Martha Bishop, executive director of Life After Meth and the pastor at Owensville United Methodist Church, stood with the sun warming her shoulders, watching as the crowd around the Old Cathedral on Good Friday began to swell.
“This feels amazing, to come home again,” she said, her eyes revealing a wide smile even behind a mask. “It feels good to start new, to re-establish some traditions and be outside with all of these people.”
After canceling the annual Way of the Cross Walk last year at the start of the COVID-19 pandemic, members of the Vincennes Area Ministerial Association recently announced that it would return this year.
The Way of the Cross Walk, a modern take on the Catholic tradition of the Stations of the Cross, is in its 12th year. It can draw as many as 300 people — but that poses a problem during a pandemic, so they looked to some creative solutions.
People from all walks of faith gather on the steps of the Old Cathedral promptly at noon on Good Friday and step off together on a mile-long trek through historic downtown, stopping 14 times along the way as local ministers read passages from the Easter story.
This year, however, coordinators sent smaller groups off in multiple waves. Each group then paused at the 14 stops where a minister was waiting to read a passage and corresponding Scripture before sending them on their way. But perhaps the most impactful part of the Way of the Cross Walk is the cross itself. Worshippers traditionally take turns carrying a large wooden cross at the front of the crowd.
This year, coordinator Trevor Murry, the chaplain at Good Samaritan, had a special cross made, one that broke into multiple parts.

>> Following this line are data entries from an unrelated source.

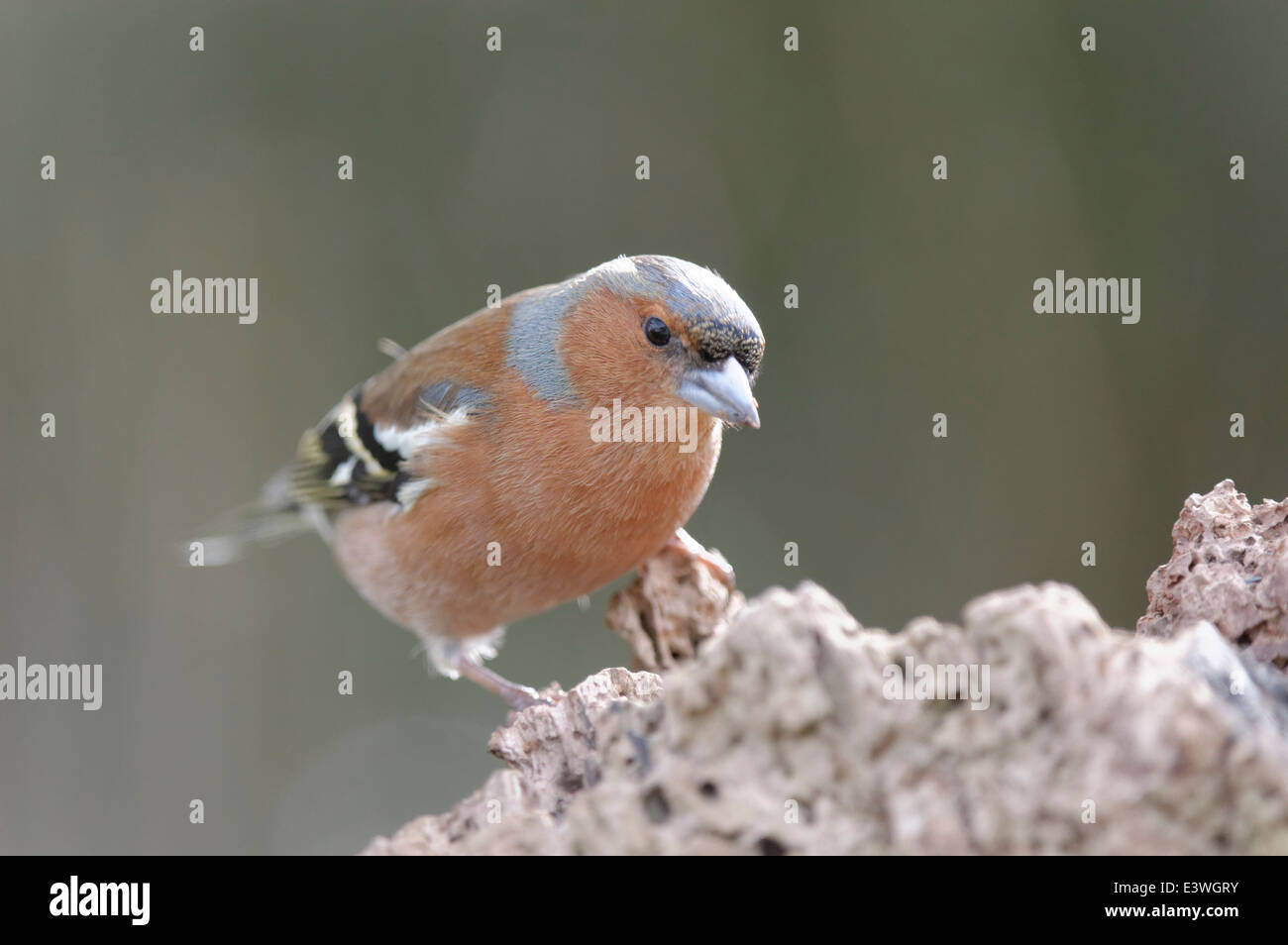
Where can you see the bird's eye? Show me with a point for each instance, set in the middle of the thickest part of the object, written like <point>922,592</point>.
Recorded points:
<point>657,332</point>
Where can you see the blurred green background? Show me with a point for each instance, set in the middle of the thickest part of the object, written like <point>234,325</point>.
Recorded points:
<point>516,167</point>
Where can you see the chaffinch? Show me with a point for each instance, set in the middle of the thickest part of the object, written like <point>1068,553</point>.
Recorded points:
<point>509,464</point>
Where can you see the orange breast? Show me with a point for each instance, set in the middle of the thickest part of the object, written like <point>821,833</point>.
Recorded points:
<point>528,511</point>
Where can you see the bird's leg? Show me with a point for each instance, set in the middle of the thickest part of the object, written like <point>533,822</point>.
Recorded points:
<point>687,545</point>
<point>515,696</point>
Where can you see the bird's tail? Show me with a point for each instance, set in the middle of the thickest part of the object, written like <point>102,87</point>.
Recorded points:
<point>273,518</point>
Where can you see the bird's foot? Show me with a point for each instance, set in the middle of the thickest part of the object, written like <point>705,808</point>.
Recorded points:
<point>713,562</point>
<point>515,696</point>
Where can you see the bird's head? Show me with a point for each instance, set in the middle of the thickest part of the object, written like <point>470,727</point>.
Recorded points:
<point>664,330</point>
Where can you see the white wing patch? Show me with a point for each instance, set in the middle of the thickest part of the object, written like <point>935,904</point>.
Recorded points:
<point>419,441</point>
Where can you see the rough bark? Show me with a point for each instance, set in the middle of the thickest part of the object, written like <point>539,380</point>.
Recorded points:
<point>784,734</point>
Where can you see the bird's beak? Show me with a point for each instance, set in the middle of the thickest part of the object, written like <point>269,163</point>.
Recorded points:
<point>722,390</point>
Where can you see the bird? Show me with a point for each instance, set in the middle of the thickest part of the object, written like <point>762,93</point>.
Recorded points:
<point>496,469</point>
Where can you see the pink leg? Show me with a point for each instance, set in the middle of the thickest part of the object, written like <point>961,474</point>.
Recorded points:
<point>515,696</point>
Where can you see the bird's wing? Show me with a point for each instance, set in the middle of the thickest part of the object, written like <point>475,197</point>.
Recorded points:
<point>375,445</point>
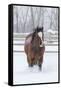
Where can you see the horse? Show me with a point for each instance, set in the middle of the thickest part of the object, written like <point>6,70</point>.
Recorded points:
<point>34,48</point>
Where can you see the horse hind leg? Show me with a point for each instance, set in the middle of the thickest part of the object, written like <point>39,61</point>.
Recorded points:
<point>30,62</point>
<point>40,63</point>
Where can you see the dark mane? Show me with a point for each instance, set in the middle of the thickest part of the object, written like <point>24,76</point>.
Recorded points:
<point>36,30</point>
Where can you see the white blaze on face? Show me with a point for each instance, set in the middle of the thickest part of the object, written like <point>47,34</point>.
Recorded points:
<point>40,34</point>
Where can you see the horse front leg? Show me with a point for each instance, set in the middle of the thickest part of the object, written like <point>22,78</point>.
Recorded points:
<point>30,62</point>
<point>40,61</point>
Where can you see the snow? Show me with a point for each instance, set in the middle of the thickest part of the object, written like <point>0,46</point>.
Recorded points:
<point>22,74</point>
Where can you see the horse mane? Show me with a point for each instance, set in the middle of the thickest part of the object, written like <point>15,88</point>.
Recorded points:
<point>36,30</point>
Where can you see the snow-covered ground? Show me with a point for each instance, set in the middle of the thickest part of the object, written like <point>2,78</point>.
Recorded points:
<point>22,74</point>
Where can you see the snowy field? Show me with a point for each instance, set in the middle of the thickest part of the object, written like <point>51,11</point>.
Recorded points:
<point>22,74</point>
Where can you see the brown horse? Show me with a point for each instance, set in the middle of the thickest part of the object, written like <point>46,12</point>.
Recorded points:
<point>34,48</point>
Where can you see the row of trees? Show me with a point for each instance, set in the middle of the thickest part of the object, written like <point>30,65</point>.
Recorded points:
<point>28,18</point>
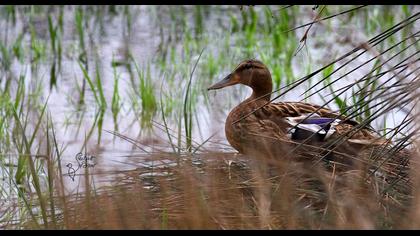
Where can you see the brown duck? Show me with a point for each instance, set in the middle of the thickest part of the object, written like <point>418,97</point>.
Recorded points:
<point>275,128</point>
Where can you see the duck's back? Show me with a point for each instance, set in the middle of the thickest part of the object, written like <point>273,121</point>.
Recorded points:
<point>273,126</point>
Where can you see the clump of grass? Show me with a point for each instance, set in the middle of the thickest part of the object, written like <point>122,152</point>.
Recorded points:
<point>146,94</point>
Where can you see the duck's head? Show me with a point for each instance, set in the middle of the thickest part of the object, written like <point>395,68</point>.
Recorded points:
<point>252,73</point>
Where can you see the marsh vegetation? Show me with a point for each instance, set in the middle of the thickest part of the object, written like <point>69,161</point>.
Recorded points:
<point>126,87</point>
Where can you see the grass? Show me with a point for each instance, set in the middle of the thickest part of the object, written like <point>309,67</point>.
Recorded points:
<point>204,188</point>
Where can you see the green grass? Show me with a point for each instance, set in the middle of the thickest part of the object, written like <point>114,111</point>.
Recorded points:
<point>59,39</point>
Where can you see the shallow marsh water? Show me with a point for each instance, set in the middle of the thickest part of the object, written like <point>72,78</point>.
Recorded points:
<point>165,42</point>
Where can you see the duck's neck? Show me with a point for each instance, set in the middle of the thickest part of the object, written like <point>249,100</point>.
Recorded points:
<point>261,91</point>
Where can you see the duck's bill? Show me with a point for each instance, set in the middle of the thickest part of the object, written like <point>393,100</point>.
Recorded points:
<point>227,81</point>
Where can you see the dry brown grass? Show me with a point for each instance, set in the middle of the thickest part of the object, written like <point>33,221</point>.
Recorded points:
<point>227,191</point>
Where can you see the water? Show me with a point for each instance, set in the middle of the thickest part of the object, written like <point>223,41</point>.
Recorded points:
<point>152,29</point>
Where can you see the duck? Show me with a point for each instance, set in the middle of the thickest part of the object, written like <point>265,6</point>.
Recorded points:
<point>258,125</point>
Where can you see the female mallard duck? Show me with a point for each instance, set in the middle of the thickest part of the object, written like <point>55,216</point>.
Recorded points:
<point>258,125</point>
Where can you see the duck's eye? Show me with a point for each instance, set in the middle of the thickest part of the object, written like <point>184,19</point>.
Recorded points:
<point>248,66</point>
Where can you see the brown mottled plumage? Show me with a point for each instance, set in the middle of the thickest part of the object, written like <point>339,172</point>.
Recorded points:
<point>265,129</point>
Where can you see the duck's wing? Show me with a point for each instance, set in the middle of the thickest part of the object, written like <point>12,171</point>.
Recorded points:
<point>297,109</point>
<point>307,119</point>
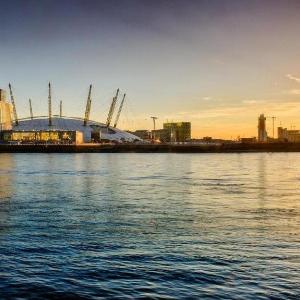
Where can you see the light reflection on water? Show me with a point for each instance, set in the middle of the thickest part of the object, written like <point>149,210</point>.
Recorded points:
<point>150,225</point>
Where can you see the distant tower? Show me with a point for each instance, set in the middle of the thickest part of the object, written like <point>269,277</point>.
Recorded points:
<point>6,111</point>
<point>262,132</point>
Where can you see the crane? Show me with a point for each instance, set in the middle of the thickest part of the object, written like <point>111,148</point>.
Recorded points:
<point>154,123</point>
<point>119,111</point>
<point>49,105</point>
<point>112,109</point>
<point>88,107</point>
<point>14,105</point>
<point>30,109</point>
<point>60,109</point>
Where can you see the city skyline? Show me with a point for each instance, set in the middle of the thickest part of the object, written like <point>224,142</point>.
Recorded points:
<point>218,66</point>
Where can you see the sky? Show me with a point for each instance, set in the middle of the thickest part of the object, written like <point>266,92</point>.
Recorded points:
<point>216,63</point>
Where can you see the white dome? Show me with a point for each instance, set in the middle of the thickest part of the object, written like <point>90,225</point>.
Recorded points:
<point>75,124</point>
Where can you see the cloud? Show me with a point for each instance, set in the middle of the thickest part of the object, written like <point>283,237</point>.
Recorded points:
<point>294,78</point>
<point>206,98</point>
<point>253,101</point>
<point>294,92</point>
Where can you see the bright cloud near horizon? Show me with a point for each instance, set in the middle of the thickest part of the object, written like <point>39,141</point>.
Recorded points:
<point>218,64</point>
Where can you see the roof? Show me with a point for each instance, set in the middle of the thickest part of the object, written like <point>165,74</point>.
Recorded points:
<point>74,124</point>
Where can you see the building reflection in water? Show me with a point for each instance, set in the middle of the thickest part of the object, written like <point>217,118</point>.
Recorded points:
<point>6,171</point>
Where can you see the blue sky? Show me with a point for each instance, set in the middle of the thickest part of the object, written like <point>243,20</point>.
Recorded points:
<point>215,63</point>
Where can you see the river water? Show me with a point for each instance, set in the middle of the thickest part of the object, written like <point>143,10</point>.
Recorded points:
<point>129,226</point>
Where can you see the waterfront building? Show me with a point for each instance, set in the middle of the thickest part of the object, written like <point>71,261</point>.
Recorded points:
<point>5,112</point>
<point>285,135</point>
<point>56,129</point>
<point>178,131</point>
<point>262,132</point>
<point>142,133</point>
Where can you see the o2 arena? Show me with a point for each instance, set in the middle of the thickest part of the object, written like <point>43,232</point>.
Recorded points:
<point>60,129</point>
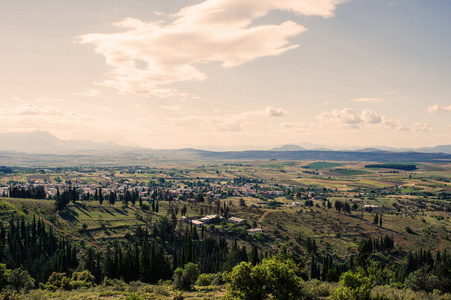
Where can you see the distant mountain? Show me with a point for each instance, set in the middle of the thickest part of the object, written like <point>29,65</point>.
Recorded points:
<point>288,148</point>
<point>436,149</point>
<point>44,142</point>
<point>327,155</point>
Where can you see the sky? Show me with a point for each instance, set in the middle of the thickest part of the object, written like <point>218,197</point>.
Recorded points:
<point>228,74</point>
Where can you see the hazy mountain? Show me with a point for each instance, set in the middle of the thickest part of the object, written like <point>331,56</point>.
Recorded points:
<point>44,142</point>
<point>288,148</point>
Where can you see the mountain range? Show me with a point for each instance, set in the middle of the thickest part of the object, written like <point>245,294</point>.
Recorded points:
<point>40,142</point>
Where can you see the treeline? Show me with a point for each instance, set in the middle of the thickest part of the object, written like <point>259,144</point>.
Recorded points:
<point>404,167</point>
<point>32,192</point>
<point>34,247</point>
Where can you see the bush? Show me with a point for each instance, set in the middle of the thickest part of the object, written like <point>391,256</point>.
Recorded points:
<point>422,280</point>
<point>186,277</point>
<point>204,279</point>
<point>19,279</point>
<point>273,276</point>
<point>354,286</point>
<point>145,206</point>
<point>133,296</point>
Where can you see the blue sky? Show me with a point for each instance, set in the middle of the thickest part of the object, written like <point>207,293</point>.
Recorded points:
<point>228,74</point>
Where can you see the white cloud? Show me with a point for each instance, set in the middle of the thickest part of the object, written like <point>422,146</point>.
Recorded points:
<point>421,127</point>
<point>176,107</point>
<point>370,117</point>
<point>348,118</point>
<point>345,117</point>
<point>292,125</point>
<point>436,108</point>
<point>89,93</point>
<point>369,100</point>
<point>212,31</point>
<point>29,109</point>
<point>274,112</point>
<point>30,116</point>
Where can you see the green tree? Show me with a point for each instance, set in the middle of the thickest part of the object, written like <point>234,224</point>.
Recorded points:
<point>422,280</point>
<point>376,219</point>
<point>273,277</point>
<point>354,286</point>
<point>3,276</point>
<point>186,277</point>
<point>20,279</point>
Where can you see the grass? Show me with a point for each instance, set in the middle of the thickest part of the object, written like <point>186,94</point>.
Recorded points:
<point>351,172</point>
<point>320,165</point>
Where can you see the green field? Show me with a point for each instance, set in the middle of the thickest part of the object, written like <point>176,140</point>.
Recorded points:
<point>320,165</point>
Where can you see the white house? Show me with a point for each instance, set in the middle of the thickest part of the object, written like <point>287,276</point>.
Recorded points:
<point>236,220</point>
<point>254,231</point>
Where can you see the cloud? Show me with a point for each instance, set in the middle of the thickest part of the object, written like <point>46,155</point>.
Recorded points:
<point>233,122</point>
<point>370,117</point>
<point>274,112</point>
<point>369,100</point>
<point>29,110</point>
<point>345,117</point>
<point>89,93</point>
<point>436,108</point>
<point>292,125</point>
<point>348,118</point>
<point>421,127</point>
<point>176,107</point>
<point>33,117</point>
<point>145,57</point>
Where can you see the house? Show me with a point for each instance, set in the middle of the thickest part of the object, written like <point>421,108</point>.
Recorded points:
<point>370,207</point>
<point>208,219</point>
<point>254,231</point>
<point>236,220</point>
<point>185,219</point>
<point>197,223</point>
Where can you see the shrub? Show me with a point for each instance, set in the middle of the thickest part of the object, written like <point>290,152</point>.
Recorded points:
<point>145,206</point>
<point>204,279</point>
<point>353,287</point>
<point>186,277</point>
<point>133,296</point>
<point>20,279</point>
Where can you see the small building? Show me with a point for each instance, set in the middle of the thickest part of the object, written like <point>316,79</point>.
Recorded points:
<point>208,219</point>
<point>254,231</point>
<point>236,220</point>
<point>185,219</point>
<point>197,223</point>
<point>370,207</point>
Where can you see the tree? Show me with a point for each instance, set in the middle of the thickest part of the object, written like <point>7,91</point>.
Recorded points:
<point>422,280</point>
<point>354,286</point>
<point>376,219</point>
<point>20,279</point>
<point>186,277</point>
<point>100,196</point>
<point>272,278</point>
<point>3,276</point>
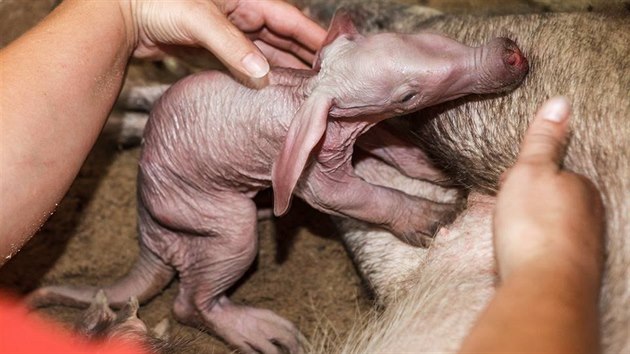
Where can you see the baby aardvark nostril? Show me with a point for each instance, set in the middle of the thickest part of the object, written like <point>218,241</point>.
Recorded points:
<point>513,56</point>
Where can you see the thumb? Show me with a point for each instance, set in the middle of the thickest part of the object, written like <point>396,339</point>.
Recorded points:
<point>546,137</point>
<point>217,34</point>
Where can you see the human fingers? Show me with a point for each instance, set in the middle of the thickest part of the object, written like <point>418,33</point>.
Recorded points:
<point>546,138</point>
<point>217,34</point>
<point>285,20</point>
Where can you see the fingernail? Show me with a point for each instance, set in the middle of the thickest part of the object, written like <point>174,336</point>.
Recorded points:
<point>255,65</point>
<point>555,109</point>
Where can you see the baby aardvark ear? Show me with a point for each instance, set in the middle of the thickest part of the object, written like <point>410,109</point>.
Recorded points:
<point>306,130</point>
<point>340,26</point>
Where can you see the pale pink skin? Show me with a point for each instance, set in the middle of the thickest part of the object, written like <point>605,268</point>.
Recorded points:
<point>211,144</point>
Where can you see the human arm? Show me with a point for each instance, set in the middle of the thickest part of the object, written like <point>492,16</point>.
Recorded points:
<point>59,81</point>
<point>548,228</point>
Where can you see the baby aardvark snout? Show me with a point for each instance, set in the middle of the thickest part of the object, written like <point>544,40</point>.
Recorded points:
<point>514,58</point>
<point>504,66</point>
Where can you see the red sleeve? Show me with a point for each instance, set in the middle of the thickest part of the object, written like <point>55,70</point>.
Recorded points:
<point>22,332</point>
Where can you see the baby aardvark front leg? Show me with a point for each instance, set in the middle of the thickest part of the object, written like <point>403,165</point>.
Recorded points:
<point>341,192</point>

Each group then carried a section along their trek, and the cross was reassembled in celebratory fashion at the end. Darren Williams moved to Vincennes last summer, taking the job of head pastor at Community United Methodist Church. It was his first time participating in the Way of the Cross Walk, and after a long and isolating year, he, too, was thrilled to see the assembly.
“I love this idea,” he said. “And anytime we can come together with other pastors and strengthen people’s faith, I always want to do that.
“It’s vital,” he said. “Too many people have been isolated for too long. It’s hard on your heart, on your mind, on your spirit. So being able to get back out there and connect with people, especially on Easter, in a more typical fashion helps with our overall health, I think.
“This is revitalizing.”
Ann Matthews stood with a group of friends as they waited to take off in the first group. She has been a loyal participant in the Way of the Cross Walk — making it part of her Easter tradition — so she missed it greatly last year.
“I’m excited to be here,” she said. “I enjoy it so much every year, and it’s a wonderful experience to have on Good Friday, to think about our Lord suffering and all he did for us. This (event) makes it so special, and even more so because it’s an entire community of people, from many churches. Yet we’re all Christians here.”
Sharon Edmonson stood off to the side, hanging back until the last group departed. Living in the country, she’s been content to stay at home through much of the COVID-19 pandemic. She’s been thoughtful and careful, for her own health and that of others, she said.
But armed now with the COVID-19 vaccine and a mask, she felt safe to venture out and partake again in one of her long-time Easter traditions.
“It’s so emotional, so very moving,” she said. “It draws you closer to the Lord and to the meaning of Easter.”